Feb 26 2020
A study headed by researchers from the University of Utah Health and VA Salt Lake City Health Care System has proposed a new wearable sensor that operates together with artificial intelligence technology.
This sensor could help doctors remotely track critical changes in heart failure patients well ahead of a health crisis and could prevent hospitalization.
According to the researchers, ultimately, the system could help prevent up to one in three heart failure readmissions in the weeks after initial discharge from the hospital, helping patients maintain an improved quality of life.
This study shows that we can accurately predict the likelihood of hospitalization for heart failure deterioration well before doctors and patients know that something is wrong.
Josef Stehlik, MD, MPH, Study Lead Author and Co-Chief of Advanced Heart Failure Program, University of Utah Health
“Being able to readily detect changes in the heart sufficiently early will allow physicians to initiate prompt interventions that could prevent rehospitalization and stave off worsening heart failure,” stated Stehlik, who is also the medical director of the heart failure and heart transplant program at George E. Wahlen VA Medical Center in Salt Lake.
The research has been published in Circulation: Heart Failure, an American Heart Association journal.

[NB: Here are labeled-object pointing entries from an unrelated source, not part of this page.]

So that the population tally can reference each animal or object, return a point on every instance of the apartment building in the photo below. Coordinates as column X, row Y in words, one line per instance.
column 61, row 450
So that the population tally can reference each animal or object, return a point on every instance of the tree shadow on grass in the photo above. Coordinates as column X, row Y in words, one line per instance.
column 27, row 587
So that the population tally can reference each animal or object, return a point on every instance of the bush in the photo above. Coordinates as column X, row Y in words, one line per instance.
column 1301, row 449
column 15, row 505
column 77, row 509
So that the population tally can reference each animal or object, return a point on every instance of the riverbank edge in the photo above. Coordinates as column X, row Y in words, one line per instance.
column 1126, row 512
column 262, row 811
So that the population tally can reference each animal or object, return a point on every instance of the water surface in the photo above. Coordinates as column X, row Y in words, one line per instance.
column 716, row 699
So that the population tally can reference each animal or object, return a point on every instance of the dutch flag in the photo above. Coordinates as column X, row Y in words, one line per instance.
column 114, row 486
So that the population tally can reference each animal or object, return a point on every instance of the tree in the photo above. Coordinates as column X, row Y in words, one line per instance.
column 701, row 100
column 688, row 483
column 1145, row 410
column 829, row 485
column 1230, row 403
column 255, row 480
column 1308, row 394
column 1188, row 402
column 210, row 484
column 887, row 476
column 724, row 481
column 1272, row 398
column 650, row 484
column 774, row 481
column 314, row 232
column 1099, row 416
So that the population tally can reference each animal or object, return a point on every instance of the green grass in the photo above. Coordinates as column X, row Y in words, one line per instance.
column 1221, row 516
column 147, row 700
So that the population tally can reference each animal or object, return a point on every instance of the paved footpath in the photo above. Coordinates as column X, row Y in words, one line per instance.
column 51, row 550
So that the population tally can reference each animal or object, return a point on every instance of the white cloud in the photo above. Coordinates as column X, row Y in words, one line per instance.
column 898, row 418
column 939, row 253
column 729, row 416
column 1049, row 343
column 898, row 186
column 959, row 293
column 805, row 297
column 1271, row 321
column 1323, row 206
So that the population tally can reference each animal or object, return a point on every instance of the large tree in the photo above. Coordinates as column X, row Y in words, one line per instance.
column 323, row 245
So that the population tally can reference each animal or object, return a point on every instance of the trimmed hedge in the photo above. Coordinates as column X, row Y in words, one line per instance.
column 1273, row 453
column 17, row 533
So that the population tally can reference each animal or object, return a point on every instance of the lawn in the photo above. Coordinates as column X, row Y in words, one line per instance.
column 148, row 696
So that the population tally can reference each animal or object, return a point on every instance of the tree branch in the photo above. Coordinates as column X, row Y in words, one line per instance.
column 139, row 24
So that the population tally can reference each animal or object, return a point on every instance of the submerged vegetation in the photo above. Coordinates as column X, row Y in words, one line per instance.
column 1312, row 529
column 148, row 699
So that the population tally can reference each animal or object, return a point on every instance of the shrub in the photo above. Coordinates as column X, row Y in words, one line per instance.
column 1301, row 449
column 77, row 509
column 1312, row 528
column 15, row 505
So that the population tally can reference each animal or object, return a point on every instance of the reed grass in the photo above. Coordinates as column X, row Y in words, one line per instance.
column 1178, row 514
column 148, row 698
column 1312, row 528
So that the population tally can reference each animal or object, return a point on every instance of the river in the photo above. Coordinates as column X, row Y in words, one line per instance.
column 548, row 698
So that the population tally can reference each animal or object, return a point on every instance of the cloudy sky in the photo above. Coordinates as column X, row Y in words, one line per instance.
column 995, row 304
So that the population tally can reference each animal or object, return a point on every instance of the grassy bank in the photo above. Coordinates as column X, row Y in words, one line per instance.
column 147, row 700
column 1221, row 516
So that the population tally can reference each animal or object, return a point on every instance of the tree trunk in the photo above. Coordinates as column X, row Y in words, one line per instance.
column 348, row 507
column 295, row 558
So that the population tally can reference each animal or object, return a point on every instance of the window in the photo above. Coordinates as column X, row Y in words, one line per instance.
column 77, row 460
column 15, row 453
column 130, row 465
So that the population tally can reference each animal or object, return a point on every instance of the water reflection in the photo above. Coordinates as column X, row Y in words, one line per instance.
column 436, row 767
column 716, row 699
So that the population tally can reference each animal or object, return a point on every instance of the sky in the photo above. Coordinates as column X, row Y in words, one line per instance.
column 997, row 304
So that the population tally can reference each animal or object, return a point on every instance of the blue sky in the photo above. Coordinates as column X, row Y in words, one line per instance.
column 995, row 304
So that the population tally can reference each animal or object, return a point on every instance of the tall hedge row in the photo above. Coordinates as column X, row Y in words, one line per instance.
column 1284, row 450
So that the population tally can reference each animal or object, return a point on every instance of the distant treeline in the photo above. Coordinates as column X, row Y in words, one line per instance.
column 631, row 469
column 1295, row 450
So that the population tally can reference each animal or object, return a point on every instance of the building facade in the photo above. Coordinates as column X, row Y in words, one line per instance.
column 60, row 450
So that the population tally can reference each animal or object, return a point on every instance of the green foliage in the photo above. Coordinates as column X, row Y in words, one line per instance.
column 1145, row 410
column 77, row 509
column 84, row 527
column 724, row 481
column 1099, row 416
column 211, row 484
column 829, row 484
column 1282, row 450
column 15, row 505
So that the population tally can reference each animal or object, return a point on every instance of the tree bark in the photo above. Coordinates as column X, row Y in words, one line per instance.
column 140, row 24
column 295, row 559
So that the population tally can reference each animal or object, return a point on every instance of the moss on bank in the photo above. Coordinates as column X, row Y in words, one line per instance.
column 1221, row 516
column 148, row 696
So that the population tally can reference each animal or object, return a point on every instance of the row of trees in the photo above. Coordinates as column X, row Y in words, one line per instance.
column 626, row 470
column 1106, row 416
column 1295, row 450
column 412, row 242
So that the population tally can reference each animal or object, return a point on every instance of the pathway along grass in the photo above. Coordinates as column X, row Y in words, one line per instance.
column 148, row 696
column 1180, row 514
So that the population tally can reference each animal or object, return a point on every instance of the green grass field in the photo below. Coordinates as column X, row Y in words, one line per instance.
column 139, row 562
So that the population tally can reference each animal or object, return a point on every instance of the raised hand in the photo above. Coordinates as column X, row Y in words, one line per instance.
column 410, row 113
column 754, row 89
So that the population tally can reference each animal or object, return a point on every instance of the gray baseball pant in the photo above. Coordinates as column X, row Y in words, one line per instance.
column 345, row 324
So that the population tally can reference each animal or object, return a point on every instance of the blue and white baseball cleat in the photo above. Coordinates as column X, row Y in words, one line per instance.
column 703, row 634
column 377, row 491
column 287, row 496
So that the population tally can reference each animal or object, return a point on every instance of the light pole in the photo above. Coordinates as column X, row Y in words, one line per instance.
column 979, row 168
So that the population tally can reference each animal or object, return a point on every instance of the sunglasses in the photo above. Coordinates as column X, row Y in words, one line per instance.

Nearly 6.2 million Americans suffer from heart failure, and it is one of the leading hospital discharge diagnoses in the United States. Of these patients, almost 30% will probably be readmitted to the hospital before 90 days of discharge, presenting recurrent symptoms such as shortness of breath, fluid buildup, and fatigue. In several cases, hospitalization reduces the ability of patients to independently care for themselves.
Those individuals who have repeated hospitalizations for heart failure have significantly higher mortality. Even if patients survive, they have poor functional capacity, poor exercise tolerance and low quality of life after hospitalizations. This patch, this new diagnostic tool, could potentially help us prevent hospitalizations and decline in patient status.
Biykem Bozkurt, MD, PhD, Study Co-Author and Director of the Winters Center for Heart Failure Research, Baylor College of Medicine, Houston
This information was transmitted to a smartphone from the sensor through Bluetooth and subsequently sent to an analytics platform created by PhysIQ on a secure server. This platform derived heart rhythm, heart rate, respiratory rate, sleep, body posture, walking, and other normal activities.
With the help of artificial intelligence, the analytics determined a normal baseline for every patient. If the data differed from normal, the platform produced an indication that the heart failure of the patient was worsening.
On the whole, the system precisely estimated the imminent need for hospitalization over 80% of the time. On average, this estimation took place 10.4 days prior to readmission (median 6.5 days).
There’s a high risk for readmission in the 90 days after initial discharge. If we can decrease this readmission rate through monitoring and early intervention, that’s a big advance. We’re hoping even in patients who might be readmitted that their stays are shorter, and the overall quality of their lives will be better with the help of this technology.
Josef Stehlik, MD, MPH, Study Lead Author and Co-Chief of Advanced Heart Failure Program, University of Utah Health
As a next step of the study, the scientists intend to carry out a huge clinical trial that will not just use the system to alert the doctors of changes in the condition of a patient but also monitor whether an early intervention based on these alerts result in fewer rehospitalizations for heart failure.
Apart from Drs Stehlik and Bozhurt, University of Utah Health researchers Jose Nativi-Nicolau, Peter Wohlfahrt, and Heather Hanson contributed to this research. Collaborators from other institutions include C. Schmalfuss, S. Wegerich, K Rose, R. Ray, R. Schofield, A. Deswal, S. Anand, H. Hanson, D. Richards, M. Pipke, J. Sekaric, and M. Phram.
The study was funded by the Department of Veterans Affairs Office of Information & Technology and VHA Innovation Ecosystem. PhysIQ, Inc. built the analytics platform. Pipke, Wegerich, Rose, Anand, Sekaric, and Richards are employed by PhysIQ. Stehlik is a consultant to Medtronic and Abbo.